Oversold diets; big brains explained; tracking CRISPR and more

Benefits of diets for autism features remain unproven, variants of the same DNA region make brains big or small, and STAT announces a new CRISPR tracker.

By Emily Willingham
8 June 2018 | 4 min read
This article is more than five years old.
Neuroscience—and science in general—is constantly evolving, so older articles may contain information or theories that have been reevaluated since their original publication date.
  • “No definite proof” exists that any specific dietary intervention benefits people with autism, researchers conclude from a survey of the literature. Studies evaluating options such as the ketogenic or gluten/casein-free diet have yielded mixed and uncompelling results so far, according to a report published 30 May in the World Journal of Pediatrics. These diets should be reserved only for children with conditions known to require a special diet, such as a food allergy, they say.
  • A gene in a chromosome region tied to autism plays a role in how big the brain becomes, researchers reported 31 May in Cell. The gene, NOTCH2NL, may underlie the evolution of a large brain in people. In addition, duplications of the chromosome region containing the gene are linked to autism and macrocephaly (an enlarged head), whereas deletions of this region are tied to schizophrenia and microcephaly (an unusually small head).
  • If you’ve got the money, honey, STAT’s got the tools. For people willing to pony up for the publication’s pay-only access, STAT offers a searchable CRISPR tracker that it promises will list preprints, company announcements, newly published studies and anything else that involves a “key advance” related to the genome-editing technology. STAT teased the CRISPR Trackr on 1 June on its STAT Plus channel.
  • As the search for biomarkers for autism continues, another entry on the roster is a pair of urinary amino acids. Low urine levels of two amino acids — valine and tryptophan, a neurotransmitter precursor — are associated with an autism diagnosis in children, according to research published 28 May in the Journal of Clinical Neuroscience.
  • Netflix is under fire from the Australian Medical Association for airing an “irresponsible” documentary featuring a celebrity chef promoting a ketogenic diet for autism. “The Magic Pill,” made by Australian chef Pete Evans, touts the extremely low-carb, high-fat and high-protein diet as a therapy for a number of conditions, including autism. The film uses a case study to claim that the diet eased features of autism in a child after only five weeks of exposure.
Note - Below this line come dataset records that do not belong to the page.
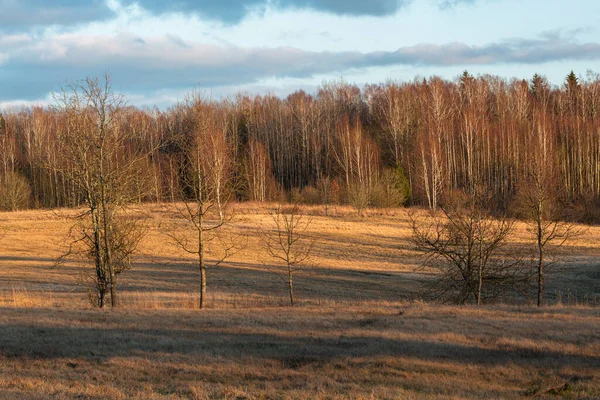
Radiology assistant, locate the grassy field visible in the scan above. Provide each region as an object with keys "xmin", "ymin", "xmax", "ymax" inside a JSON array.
[{"xmin": 0, "ymin": 204, "xmax": 600, "ymax": 399}]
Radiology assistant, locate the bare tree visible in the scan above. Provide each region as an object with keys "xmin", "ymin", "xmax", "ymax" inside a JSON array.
[
  {"xmin": 517, "ymin": 111, "xmax": 581, "ymax": 307},
  {"xmin": 52, "ymin": 75, "xmax": 146, "ymax": 307},
  {"xmin": 409, "ymin": 191, "xmax": 529, "ymax": 305},
  {"xmin": 169, "ymin": 99, "xmax": 243, "ymax": 309},
  {"xmin": 262, "ymin": 204, "xmax": 316, "ymax": 307}
]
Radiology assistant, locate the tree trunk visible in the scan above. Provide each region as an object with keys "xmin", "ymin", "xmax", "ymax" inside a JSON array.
[{"xmin": 288, "ymin": 267, "xmax": 294, "ymax": 307}]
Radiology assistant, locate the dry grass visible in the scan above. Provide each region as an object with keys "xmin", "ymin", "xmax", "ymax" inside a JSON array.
[
  {"xmin": 0, "ymin": 303, "xmax": 600, "ymax": 399},
  {"xmin": 0, "ymin": 204, "xmax": 600, "ymax": 399}
]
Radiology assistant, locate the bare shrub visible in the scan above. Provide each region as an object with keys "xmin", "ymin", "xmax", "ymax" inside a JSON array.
[
  {"xmin": 409, "ymin": 191, "xmax": 532, "ymax": 304},
  {"xmin": 262, "ymin": 205, "xmax": 315, "ymax": 307}
]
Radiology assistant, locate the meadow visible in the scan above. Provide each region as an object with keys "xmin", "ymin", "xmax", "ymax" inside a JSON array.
[{"xmin": 0, "ymin": 203, "xmax": 600, "ymax": 399}]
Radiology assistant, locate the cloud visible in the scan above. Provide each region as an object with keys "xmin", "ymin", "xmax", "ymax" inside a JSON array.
[
  {"xmin": 0, "ymin": 33, "xmax": 600, "ymax": 101},
  {"xmin": 122, "ymin": 0, "xmax": 412, "ymax": 24},
  {"xmin": 0, "ymin": 0, "xmax": 116, "ymax": 31}
]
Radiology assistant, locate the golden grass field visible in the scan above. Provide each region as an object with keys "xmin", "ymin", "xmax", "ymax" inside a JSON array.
[{"xmin": 0, "ymin": 203, "xmax": 600, "ymax": 399}]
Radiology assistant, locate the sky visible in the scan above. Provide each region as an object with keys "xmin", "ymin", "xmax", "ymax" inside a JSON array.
[{"xmin": 0, "ymin": 0, "xmax": 600, "ymax": 109}]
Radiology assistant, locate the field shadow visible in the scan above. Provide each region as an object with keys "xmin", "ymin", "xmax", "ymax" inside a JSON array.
[{"xmin": 0, "ymin": 325, "xmax": 600, "ymax": 369}]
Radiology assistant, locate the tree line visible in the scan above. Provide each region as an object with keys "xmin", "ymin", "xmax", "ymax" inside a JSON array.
[{"xmin": 0, "ymin": 72, "xmax": 600, "ymax": 220}]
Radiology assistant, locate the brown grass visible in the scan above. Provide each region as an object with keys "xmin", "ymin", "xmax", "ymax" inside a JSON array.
[{"xmin": 0, "ymin": 204, "xmax": 600, "ymax": 399}]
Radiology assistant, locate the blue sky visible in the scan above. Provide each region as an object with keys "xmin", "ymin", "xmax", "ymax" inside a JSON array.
[{"xmin": 0, "ymin": 0, "xmax": 600, "ymax": 108}]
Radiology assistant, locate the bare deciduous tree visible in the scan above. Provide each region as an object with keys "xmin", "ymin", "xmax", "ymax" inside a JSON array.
[
  {"xmin": 517, "ymin": 114, "xmax": 581, "ymax": 307},
  {"xmin": 52, "ymin": 75, "xmax": 146, "ymax": 307},
  {"xmin": 169, "ymin": 99, "xmax": 243, "ymax": 309},
  {"xmin": 262, "ymin": 204, "xmax": 316, "ymax": 307},
  {"xmin": 409, "ymin": 191, "xmax": 529, "ymax": 304}
]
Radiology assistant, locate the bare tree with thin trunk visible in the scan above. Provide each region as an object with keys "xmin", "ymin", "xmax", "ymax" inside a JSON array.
[
  {"xmin": 52, "ymin": 75, "xmax": 146, "ymax": 307},
  {"xmin": 262, "ymin": 204, "xmax": 316, "ymax": 307},
  {"xmin": 409, "ymin": 190, "xmax": 530, "ymax": 305},
  {"xmin": 169, "ymin": 99, "xmax": 243, "ymax": 309},
  {"xmin": 517, "ymin": 111, "xmax": 581, "ymax": 307}
]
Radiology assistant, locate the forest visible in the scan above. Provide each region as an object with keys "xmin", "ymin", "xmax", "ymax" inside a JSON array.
[{"xmin": 0, "ymin": 71, "xmax": 600, "ymax": 222}]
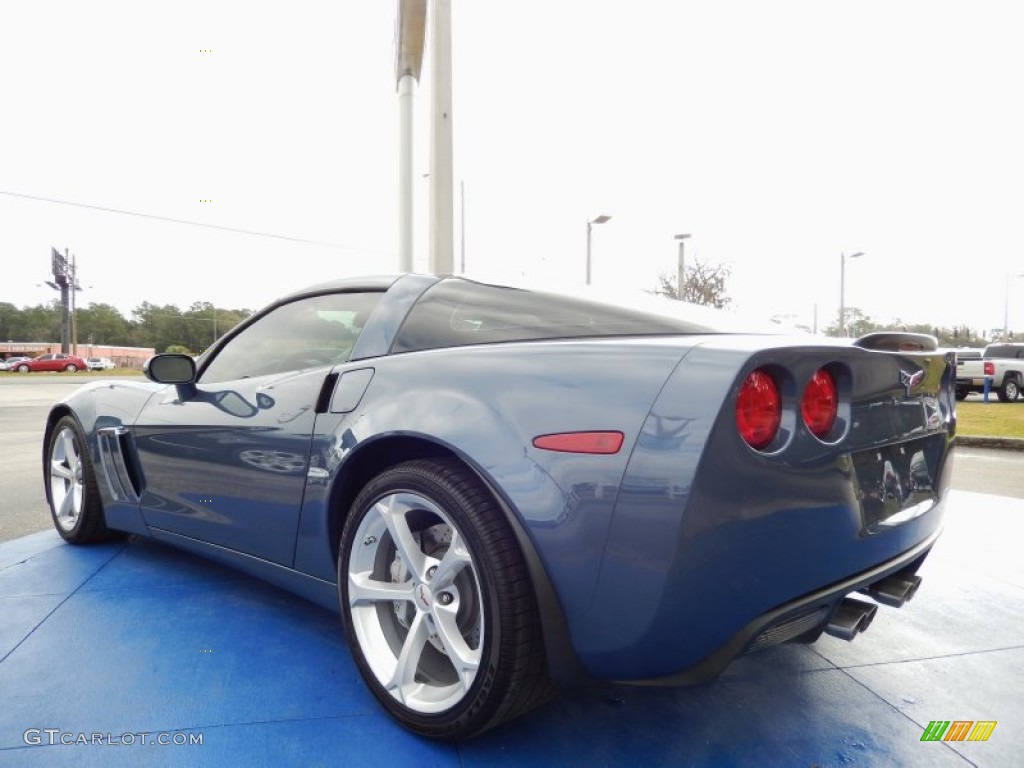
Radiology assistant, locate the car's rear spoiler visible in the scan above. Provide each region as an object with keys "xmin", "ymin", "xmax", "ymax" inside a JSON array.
[{"xmin": 853, "ymin": 331, "xmax": 939, "ymax": 352}]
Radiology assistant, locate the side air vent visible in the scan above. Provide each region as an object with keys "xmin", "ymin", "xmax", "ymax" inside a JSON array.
[{"xmin": 96, "ymin": 427, "xmax": 142, "ymax": 504}]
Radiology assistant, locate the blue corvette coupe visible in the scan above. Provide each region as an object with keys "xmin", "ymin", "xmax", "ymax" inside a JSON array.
[{"xmin": 37, "ymin": 274, "xmax": 956, "ymax": 739}]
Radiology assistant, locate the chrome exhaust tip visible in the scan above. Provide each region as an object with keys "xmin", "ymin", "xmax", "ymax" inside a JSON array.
[
  {"xmin": 862, "ymin": 573, "xmax": 921, "ymax": 608},
  {"xmin": 825, "ymin": 597, "xmax": 879, "ymax": 642}
]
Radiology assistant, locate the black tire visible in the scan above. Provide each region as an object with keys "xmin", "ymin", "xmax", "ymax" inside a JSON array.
[
  {"xmin": 338, "ymin": 459, "xmax": 554, "ymax": 740},
  {"xmin": 44, "ymin": 416, "xmax": 120, "ymax": 544},
  {"xmin": 999, "ymin": 375, "xmax": 1021, "ymax": 402}
]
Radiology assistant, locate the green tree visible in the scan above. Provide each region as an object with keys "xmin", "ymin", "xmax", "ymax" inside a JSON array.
[
  {"xmin": 654, "ymin": 259, "xmax": 732, "ymax": 309},
  {"xmin": 77, "ymin": 303, "xmax": 131, "ymax": 346}
]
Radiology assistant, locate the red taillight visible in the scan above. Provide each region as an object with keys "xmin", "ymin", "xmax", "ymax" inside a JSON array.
[
  {"xmin": 736, "ymin": 370, "xmax": 782, "ymax": 450},
  {"xmin": 800, "ymin": 368, "xmax": 839, "ymax": 439},
  {"xmin": 534, "ymin": 432, "xmax": 623, "ymax": 454}
]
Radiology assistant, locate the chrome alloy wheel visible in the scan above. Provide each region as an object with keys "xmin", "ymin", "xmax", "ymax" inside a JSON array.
[
  {"xmin": 50, "ymin": 426, "xmax": 85, "ymax": 530},
  {"xmin": 348, "ymin": 492, "xmax": 484, "ymax": 715}
]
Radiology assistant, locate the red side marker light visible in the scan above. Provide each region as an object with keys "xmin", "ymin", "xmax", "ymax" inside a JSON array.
[{"xmin": 534, "ymin": 432, "xmax": 623, "ymax": 454}]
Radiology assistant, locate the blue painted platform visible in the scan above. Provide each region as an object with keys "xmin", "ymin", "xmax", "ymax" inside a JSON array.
[{"xmin": 0, "ymin": 492, "xmax": 1024, "ymax": 768}]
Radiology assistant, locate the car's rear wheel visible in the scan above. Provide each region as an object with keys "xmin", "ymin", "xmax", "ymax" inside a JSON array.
[
  {"xmin": 46, "ymin": 416, "xmax": 113, "ymax": 544},
  {"xmin": 999, "ymin": 376, "xmax": 1021, "ymax": 402},
  {"xmin": 338, "ymin": 460, "xmax": 553, "ymax": 739}
]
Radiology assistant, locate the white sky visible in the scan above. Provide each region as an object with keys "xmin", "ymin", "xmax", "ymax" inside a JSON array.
[{"xmin": 0, "ymin": 0, "xmax": 1024, "ymax": 329}]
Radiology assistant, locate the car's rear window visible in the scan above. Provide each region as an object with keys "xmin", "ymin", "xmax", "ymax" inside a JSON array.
[{"xmin": 391, "ymin": 280, "xmax": 717, "ymax": 352}]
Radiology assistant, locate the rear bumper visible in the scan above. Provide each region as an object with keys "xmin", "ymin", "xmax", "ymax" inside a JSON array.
[{"xmin": 617, "ymin": 530, "xmax": 941, "ymax": 686}]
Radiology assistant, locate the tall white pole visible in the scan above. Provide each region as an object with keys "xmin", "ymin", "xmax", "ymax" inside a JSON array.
[
  {"xmin": 428, "ymin": 0, "xmax": 455, "ymax": 274},
  {"xmin": 676, "ymin": 234, "xmax": 690, "ymax": 301},
  {"xmin": 398, "ymin": 74, "xmax": 416, "ymax": 272},
  {"xmin": 394, "ymin": 0, "xmax": 427, "ymax": 272},
  {"xmin": 459, "ymin": 181, "xmax": 466, "ymax": 274}
]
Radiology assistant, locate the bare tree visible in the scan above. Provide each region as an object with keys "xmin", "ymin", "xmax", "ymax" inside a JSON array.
[{"xmin": 654, "ymin": 259, "xmax": 732, "ymax": 309}]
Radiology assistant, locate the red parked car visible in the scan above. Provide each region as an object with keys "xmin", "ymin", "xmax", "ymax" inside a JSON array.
[{"xmin": 10, "ymin": 352, "xmax": 86, "ymax": 374}]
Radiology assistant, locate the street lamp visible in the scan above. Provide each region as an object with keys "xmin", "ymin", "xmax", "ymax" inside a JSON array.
[
  {"xmin": 1002, "ymin": 272, "xmax": 1024, "ymax": 341},
  {"xmin": 587, "ymin": 213, "xmax": 611, "ymax": 286},
  {"xmin": 839, "ymin": 251, "xmax": 864, "ymax": 336},
  {"xmin": 675, "ymin": 233, "xmax": 690, "ymax": 301}
]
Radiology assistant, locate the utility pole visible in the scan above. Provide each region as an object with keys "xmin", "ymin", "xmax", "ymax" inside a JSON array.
[
  {"xmin": 429, "ymin": 0, "xmax": 455, "ymax": 274},
  {"xmin": 676, "ymin": 233, "xmax": 690, "ymax": 301},
  {"xmin": 394, "ymin": 0, "xmax": 427, "ymax": 272}
]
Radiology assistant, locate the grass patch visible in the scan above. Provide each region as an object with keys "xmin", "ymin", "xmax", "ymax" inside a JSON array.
[
  {"xmin": 0, "ymin": 368, "xmax": 142, "ymax": 379},
  {"xmin": 956, "ymin": 396, "xmax": 1024, "ymax": 437}
]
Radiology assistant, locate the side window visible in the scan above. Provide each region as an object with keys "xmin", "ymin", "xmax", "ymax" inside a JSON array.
[{"xmin": 200, "ymin": 293, "xmax": 381, "ymax": 384}]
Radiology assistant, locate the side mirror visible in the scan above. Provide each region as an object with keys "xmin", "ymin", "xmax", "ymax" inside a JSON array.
[{"xmin": 142, "ymin": 353, "xmax": 196, "ymax": 384}]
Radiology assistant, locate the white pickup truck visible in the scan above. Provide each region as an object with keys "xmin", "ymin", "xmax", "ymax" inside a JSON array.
[{"xmin": 956, "ymin": 343, "xmax": 1024, "ymax": 402}]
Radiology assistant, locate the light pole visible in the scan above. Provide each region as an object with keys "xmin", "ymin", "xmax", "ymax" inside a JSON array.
[
  {"xmin": 1002, "ymin": 272, "xmax": 1024, "ymax": 341},
  {"xmin": 839, "ymin": 251, "xmax": 864, "ymax": 336},
  {"xmin": 676, "ymin": 232, "xmax": 690, "ymax": 301},
  {"xmin": 587, "ymin": 213, "xmax": 611, "ymax": 286}
]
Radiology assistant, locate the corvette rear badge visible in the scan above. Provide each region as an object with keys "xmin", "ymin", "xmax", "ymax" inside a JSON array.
[{"xmin": 899, "ymin": 369, "xmax": 925, "ymax": 397}]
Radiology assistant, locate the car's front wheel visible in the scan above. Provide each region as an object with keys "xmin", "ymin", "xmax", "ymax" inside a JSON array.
[
  {"xmin": 46, "ymin": 416, "xmax": 114, "ymax": 544},
  {"xmin": 338, "ymin": 460, "xmax": 553, "ymax": 739}
]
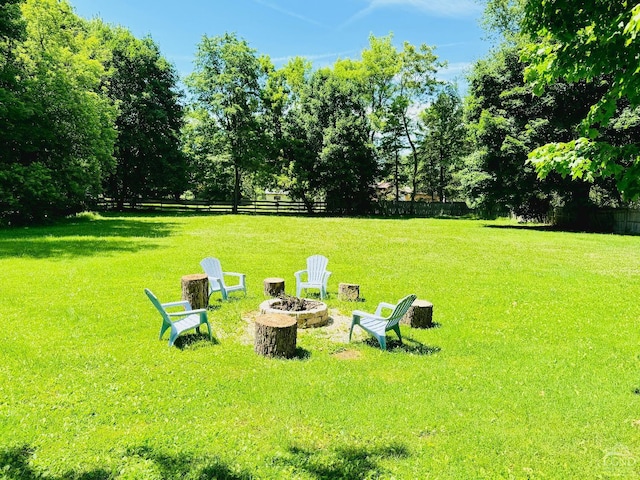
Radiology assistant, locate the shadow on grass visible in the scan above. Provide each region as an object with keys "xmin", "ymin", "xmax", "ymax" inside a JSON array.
[
  {"xmin": 172, "ymin": 326, "xmax": 220, "ymax": 350},
  {"xmin": 0, "ymin": 445, "xmax": 113, "ymax": 480},
  {"xmin": 364, "ymin": 335, "xmax": 441, "ymax": 355},
  {"xmin": 0, "ymin": 445, "xmax": 254, "ymax": 480},
  {"xmin": 274, "ymin": 444, "xmax": 409, "ymax": 480},
  {"xmin": 484, "ymin": 223, "xmax": 568, "ymax": 232},
  {"xmin": 127, "ymin": 446, "xmax": 254, "ymax": 480},
  {"xmin": 0, "ymin": 217, "xmax": 175, "ymax": 258}
]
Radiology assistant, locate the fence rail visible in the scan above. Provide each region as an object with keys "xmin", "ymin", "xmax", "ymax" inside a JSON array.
[
  {"xmin": 98, "ymin": 198, "xmax": 326, "ymax": 215},
  {"xmin": 98, "ymin": 198, "xmax": 471, "ymax": 217}
]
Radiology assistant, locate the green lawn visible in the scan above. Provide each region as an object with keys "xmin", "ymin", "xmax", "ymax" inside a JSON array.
[{"xmin": 0, "ymin": 215, "xmax": 640, "ymax": 480}]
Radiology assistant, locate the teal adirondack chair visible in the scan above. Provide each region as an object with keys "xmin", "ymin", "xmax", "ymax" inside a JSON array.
[
  {"xmin": 144, "ymin": 288, "xmax": 213, "ymax": 346},
  {"xmin": 200, "ymin": 257, "xmax": 247, "ymax": 300},
  {"xmin": 349, "ymin": 295, "xmax": 416, "ymax": 350},
  {"xmin": 294, "ymin": 255, "xmax": 331, "ymax": 299}
]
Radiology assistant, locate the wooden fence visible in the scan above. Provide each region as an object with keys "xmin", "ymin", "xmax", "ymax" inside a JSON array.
[
  {"xmin": 98, "ymin": 198, "xmax": 471, "ymax": 217},
  {"xmin": 98, "ymin": 198, "xmax": 326, "ymax": 215}
]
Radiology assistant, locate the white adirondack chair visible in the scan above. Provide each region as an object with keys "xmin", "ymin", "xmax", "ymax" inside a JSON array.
[
  {"xmin": 349, "ymin": 295, "xmax": 416, "ymax": 350},
  {"xmin": 294, "ymin": 255, "xmax": 331, "ymax": 299},
  {"xmin": 144, "ymin": 288, "xmax": 213, "ymax": 346},
  {"xmin": 200, "ymin": 257, "xmax": 247, "ymax": 300}
]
    The association says the diet can be risky, The Guardian reported 3 June. The article says that publication of one of Evans’ cookbooks was halted in 2015 because a recipe for a do-it-yourself baby milk formula involved vitamin A levels that could be fatal to babies.

  • The “flimsiest of evidence” underlies the popular idea that “grandma’s trauma” could affect the genomes of her grandchildren without changing the DNA sequence itself. That’s the sweeping critique that neuroscientist Kevin Mitchell levels at the concept of transgenerational epigenetics. Mitchell, writing 29 May on the blog “Wiring the Brain,” asserts that some findings supporting the idea “are simply noise” and “spurious statistical blips.”
  • An aggregation of input from the #AutINSAR Twitter chat during the 2018 International Society for Autism Research meeting is available. People on the spectrum took the opportunity to state what they think should be autism research priorities. They listed their top three choices and talked about technology-related studies they’d like to see, as well as their picks for promising ongoing research. Thinking Person’s Guide to Autism published a record of the discussion on 30 May.
  • Along with its ambitious brain research initiative, China poses another challenge to U.S. preeminence in science. China’s increased emphasis on research is luring a growing number of U.S.-based researchers to the country, The Washington Post reported 3 June.

    China has pulled into second place behind the United States in fiscal outlay for scientific research and is poised to move into first by the end of 2018, the newspaper reports.

  • A mobile app for iPhone automatically codes videos of children who were recorded as they watched videos of bubbles, bunnies and other visual stimuli that can elicit autism-related behaviors. The app, which researchers tested for a year, delivered “usable data” about the children’s head position and facial expressions for 87.6 percent of 4,441 videos that families uploaded. That huge volume of data did not require the usual manual review and coding to catalog the behaviors. The team published their findings 1 June in npj Digital Medicine.